It would follow if $D$ were assumed norm-dense or $\sigma(X^{\ast}, X^{\ast\ast})$-dense in $X^{\ast}$ (these conditions are almost equivalent; of course there are - in the infinite-dimensional case - $\sigma(X^{\ast}, X^{\ast\ast})$-dense subsets that aren't norm-dense, but the existence of $\lim \langle x_n, x^{\ast}\rangle$ follows for $x^{\ast} \in \operatorname{span} D$, and a linear subspace is norm-dense if and only if it is $\sigma(X^{\ast}, X^{\ast\ast})$-dense).

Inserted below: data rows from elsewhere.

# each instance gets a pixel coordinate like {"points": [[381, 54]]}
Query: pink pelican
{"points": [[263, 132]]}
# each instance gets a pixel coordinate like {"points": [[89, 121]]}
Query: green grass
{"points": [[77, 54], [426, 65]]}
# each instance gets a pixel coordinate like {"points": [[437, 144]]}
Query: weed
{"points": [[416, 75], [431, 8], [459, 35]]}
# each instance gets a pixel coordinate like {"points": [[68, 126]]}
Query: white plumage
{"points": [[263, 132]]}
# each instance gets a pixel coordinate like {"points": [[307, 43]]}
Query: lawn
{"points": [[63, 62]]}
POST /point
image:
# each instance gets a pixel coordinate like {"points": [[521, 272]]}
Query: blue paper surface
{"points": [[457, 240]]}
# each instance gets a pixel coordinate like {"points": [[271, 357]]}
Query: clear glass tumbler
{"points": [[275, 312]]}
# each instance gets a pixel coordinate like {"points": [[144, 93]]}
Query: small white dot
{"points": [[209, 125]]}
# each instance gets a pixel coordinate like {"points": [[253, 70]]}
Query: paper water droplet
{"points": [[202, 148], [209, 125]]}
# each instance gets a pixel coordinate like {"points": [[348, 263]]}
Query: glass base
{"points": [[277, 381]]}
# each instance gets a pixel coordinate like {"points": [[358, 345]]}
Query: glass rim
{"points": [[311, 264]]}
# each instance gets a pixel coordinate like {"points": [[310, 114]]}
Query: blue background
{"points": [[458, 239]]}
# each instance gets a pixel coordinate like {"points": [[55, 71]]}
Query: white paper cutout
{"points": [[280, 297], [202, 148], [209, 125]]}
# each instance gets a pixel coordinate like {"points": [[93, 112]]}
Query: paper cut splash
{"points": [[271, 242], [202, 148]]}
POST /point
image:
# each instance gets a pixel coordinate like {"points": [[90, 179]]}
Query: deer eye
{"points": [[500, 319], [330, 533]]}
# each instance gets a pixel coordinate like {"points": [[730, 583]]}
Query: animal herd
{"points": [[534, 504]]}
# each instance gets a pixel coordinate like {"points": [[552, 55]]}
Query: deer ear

Thus the $\sigma(X,X^{\ast})$-convergence follows for reflexive $X$.
For a counterexample, let $X = \ell^1(\mathbb{N})$, and - identifying $\ell^1(\mathbb{N})^{\ast}$ with $\ell^{\infty}(\mathbb{N})$ as usual - $D = c_{00}$ the space of sequences with only finitely many nonzero terms. Then with $x_n = e_n$, we have $\langle x_n, x^{\ast}\rangle \to 0$ for every $x^{\ast} \in D$, but $(e_n)$ is not $\sigma(\ell^1(\mathbb{N}), \ell^{\infty}(\mathbb{N}))$-convergent.
$\ell^1(\mathbb{N})$ has the Schur property, every weakly convergent sequence is norm-convergent, thus it's well-suited for counterexamples concerning weak convergence.